Oleg Pidsadnyi - Behaviour driven design with PyTest

published May 10, 2013

Oleg Pidsadnyi talks about behaviour driven design with PyTest, at PyGrunn.

See the PyGrunn website for more info about this one-day Python conference in Groningen, The Netherlands.

Code of pytest-bdd: https://github.com/olegpidsadnyi/pytest-bdd

I will talk about behaviour driven development in Python. What is it? You define a scenario with strict language, like given this and that, expect this. It is readable for both programmers and business logic persons.

There are several ways to do this. You can use Lettuce or Freshen, plus Splinter. But imperative coding style does not work well here, I think. Given I have two books.

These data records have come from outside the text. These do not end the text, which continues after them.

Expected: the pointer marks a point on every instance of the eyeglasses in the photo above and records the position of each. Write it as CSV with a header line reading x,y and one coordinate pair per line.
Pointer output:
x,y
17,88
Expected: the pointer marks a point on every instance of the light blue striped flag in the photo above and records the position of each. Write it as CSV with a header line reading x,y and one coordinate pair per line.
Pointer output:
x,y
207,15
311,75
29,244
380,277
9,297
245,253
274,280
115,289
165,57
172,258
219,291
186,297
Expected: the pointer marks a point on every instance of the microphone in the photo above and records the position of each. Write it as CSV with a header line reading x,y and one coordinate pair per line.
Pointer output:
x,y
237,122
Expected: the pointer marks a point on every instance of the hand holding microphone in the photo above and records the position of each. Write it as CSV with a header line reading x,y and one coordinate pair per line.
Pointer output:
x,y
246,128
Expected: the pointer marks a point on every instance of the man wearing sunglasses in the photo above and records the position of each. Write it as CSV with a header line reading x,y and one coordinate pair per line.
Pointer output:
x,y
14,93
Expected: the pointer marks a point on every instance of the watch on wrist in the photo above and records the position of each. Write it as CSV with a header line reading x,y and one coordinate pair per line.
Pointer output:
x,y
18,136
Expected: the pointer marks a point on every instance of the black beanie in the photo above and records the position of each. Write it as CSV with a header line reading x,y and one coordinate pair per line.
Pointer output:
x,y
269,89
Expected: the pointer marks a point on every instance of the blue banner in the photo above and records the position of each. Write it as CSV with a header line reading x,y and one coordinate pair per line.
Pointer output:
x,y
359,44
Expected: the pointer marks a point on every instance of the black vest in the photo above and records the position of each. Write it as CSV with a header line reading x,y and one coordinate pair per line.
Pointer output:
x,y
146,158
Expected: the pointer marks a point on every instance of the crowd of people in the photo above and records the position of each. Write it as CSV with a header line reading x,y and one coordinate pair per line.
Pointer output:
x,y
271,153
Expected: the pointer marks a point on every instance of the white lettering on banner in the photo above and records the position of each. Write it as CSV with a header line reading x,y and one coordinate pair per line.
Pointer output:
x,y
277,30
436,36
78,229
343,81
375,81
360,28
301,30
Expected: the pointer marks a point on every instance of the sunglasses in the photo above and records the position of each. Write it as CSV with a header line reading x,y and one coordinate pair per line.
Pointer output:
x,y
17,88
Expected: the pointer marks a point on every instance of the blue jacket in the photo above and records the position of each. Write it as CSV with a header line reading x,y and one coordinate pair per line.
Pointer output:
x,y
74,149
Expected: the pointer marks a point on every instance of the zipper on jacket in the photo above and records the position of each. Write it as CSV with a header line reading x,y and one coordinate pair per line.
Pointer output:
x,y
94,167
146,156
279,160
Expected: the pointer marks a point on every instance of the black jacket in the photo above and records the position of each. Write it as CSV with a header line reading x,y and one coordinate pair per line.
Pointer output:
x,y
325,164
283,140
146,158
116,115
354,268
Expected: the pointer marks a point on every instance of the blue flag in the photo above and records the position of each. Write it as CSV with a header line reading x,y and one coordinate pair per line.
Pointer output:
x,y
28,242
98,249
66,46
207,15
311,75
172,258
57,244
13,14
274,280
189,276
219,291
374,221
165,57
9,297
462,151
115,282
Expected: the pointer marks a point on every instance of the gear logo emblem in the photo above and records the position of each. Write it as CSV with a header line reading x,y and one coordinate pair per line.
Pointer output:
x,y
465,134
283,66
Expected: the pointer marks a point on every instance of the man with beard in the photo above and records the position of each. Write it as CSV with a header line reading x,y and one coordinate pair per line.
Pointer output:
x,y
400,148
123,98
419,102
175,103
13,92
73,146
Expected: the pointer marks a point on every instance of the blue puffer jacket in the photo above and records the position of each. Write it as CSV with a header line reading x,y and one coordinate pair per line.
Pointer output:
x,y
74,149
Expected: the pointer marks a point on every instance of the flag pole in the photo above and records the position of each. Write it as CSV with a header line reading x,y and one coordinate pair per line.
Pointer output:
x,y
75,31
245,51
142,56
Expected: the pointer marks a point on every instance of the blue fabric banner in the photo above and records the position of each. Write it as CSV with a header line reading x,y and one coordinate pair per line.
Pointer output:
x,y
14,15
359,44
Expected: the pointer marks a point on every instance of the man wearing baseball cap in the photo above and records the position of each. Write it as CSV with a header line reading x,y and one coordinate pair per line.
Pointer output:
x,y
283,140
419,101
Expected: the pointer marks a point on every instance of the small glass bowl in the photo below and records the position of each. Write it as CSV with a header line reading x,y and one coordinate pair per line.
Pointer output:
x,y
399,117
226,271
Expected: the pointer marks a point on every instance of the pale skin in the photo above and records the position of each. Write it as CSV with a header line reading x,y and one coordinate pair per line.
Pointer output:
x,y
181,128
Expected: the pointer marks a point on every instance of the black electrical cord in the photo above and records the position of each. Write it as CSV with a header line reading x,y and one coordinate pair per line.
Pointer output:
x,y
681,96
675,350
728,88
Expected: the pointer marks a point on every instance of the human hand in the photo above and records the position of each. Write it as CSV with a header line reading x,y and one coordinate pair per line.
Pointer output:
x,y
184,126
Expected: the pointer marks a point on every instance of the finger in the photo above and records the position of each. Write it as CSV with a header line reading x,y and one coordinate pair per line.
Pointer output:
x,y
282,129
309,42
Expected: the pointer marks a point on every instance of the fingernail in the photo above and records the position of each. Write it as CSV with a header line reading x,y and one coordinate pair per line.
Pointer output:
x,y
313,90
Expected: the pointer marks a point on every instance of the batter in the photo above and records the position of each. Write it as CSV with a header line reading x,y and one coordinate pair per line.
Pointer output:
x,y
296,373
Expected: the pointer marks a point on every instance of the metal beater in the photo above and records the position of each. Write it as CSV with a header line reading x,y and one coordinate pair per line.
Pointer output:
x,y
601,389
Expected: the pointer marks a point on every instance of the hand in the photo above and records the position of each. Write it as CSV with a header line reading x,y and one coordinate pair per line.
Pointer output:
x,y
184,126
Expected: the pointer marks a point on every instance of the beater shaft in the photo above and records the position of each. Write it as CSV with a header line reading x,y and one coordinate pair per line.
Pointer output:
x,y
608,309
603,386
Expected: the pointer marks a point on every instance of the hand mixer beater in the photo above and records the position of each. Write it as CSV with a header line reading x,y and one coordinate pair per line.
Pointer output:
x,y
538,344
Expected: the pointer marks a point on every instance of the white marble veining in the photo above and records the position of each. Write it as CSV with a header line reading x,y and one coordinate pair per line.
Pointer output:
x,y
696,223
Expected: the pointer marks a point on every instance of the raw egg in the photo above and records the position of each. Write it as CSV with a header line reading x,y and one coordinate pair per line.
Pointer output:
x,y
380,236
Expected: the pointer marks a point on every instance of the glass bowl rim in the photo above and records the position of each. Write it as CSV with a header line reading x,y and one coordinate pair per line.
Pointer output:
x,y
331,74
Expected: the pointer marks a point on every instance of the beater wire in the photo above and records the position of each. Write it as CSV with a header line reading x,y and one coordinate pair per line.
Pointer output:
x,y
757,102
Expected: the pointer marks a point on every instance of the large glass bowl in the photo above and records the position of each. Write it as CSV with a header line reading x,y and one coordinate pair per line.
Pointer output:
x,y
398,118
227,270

How do you do that? context.books = [...]? context.book1, context.book2? pytest-bdd has the concept of expecting and returning values, with @pytest.fixture:

@pytest.fixture
def author():
    return Author()

@pytest.fixture
def book(author):
    return Book(author=author)

@given('I have two books')
def article(author):
    return [book(author=author), book(author=author)]

@given('I have an article')
def article(author):
    return create_test_article(author=author)

This is much more explicit.

It can do browser tests. You can use a normal browser, like Firefox, or you can set it up headless with phantomjs.

pytest-bdd is inspired by the Robot Framework, but we had some different requirements.